Our first piece of advice for applying for jobs is this: You are not obligated to reveal your substance use history. Follow your instincts. If you know your potential employer supports recovery, sharing your history might work to your advantage. If you’re not sure, don’t feel like you have to talk about your past.
If you’re looking to explain a gap in your work history from the time you were in treatment, the Americans with Disabilities Act has you covered. It says that everyone has a legal right to refer to their time in a treatment center or under the influence of substances as an illness. If your potential employer requests more detailed information, you are not legally required to provide it.
This brings us to our second piece of advice: do your research. Find out about the company you’d like to work for. Are the employees happy? Is the company structured in a way that allows for open communication? Is the work team-based or done individually?
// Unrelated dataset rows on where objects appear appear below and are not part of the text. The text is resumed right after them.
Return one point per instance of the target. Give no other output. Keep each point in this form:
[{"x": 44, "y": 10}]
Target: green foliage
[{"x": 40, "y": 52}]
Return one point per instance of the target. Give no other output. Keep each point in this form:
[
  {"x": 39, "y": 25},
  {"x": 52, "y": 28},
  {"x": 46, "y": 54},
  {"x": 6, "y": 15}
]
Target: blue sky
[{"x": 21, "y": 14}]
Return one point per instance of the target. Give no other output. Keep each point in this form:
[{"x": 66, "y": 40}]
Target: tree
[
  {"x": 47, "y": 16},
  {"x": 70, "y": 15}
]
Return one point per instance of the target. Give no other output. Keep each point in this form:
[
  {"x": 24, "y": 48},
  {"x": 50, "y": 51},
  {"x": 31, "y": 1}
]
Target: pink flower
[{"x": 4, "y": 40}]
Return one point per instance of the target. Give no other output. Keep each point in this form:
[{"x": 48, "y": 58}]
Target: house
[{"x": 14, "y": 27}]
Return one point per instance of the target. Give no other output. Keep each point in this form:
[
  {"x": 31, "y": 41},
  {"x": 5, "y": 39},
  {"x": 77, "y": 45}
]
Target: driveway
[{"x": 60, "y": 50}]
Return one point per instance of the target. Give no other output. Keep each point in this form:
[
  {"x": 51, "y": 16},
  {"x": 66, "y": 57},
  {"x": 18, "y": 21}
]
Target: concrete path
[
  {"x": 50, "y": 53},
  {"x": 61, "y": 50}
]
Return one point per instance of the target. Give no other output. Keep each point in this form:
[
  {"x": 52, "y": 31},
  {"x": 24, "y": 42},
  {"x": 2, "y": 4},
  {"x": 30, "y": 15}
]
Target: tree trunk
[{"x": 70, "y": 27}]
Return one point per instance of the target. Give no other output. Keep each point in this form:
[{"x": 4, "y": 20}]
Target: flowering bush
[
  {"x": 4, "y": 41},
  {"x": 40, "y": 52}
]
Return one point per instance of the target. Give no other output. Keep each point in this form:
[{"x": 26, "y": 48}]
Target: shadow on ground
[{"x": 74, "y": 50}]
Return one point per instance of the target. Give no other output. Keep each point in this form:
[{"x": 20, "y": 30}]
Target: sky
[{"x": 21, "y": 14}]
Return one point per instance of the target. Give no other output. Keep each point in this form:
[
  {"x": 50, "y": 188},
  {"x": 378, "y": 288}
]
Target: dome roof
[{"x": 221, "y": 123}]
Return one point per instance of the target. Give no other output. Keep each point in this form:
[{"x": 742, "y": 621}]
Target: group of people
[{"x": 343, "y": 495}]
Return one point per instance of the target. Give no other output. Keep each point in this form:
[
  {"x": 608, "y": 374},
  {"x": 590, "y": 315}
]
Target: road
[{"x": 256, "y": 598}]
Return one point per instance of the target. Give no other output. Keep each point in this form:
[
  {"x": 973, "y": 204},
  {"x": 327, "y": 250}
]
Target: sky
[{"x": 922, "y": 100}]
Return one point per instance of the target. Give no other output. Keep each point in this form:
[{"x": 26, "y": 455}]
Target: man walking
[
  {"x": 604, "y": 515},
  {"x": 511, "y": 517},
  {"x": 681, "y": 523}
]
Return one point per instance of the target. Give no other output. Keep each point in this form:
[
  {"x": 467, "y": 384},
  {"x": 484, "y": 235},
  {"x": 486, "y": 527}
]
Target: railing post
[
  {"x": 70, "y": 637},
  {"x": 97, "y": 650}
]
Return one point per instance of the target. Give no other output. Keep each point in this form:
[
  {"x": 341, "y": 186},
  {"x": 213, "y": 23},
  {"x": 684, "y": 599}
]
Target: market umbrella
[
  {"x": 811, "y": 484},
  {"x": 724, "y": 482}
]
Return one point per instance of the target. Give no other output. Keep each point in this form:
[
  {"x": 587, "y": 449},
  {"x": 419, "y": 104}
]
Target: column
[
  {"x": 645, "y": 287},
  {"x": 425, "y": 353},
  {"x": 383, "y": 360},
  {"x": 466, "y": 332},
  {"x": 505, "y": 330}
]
Is the workday flexible enough to allow time to attend recovery meetings and nourish your relationships outside of work? The more you know about the place you want to work, the more you can assess whether it will support your recovery.
Just as you shouldn’t compromise your recovery for your job, don’t underestimate how much your recovery support network can help you find a job that works for you. Many times, rehabilitation centers have partnerships and connections to recovery-friendly businesses.
St. Gregory Can Help
If you completed addiction treatment at St. Gregory, you can take advantage of our follow up program, Trac9, that helps monitor and support clients as they re-enter their lives at home. When you participate in the program, we can monitor your progress and offer guidance as you search for employment.
Remember that success on the job market may not be immediate. It often involves tedious searching and dead ends. That’s why we offer this last piece of advice: regularly volunteer your skills and spread the word about your availability and willingness to work.
Volunteering helps fill the time spent being unemployed and searching for work. Word-of-mouth recommendations spread fast, and they could be the key to finding a steady position at a good establishment.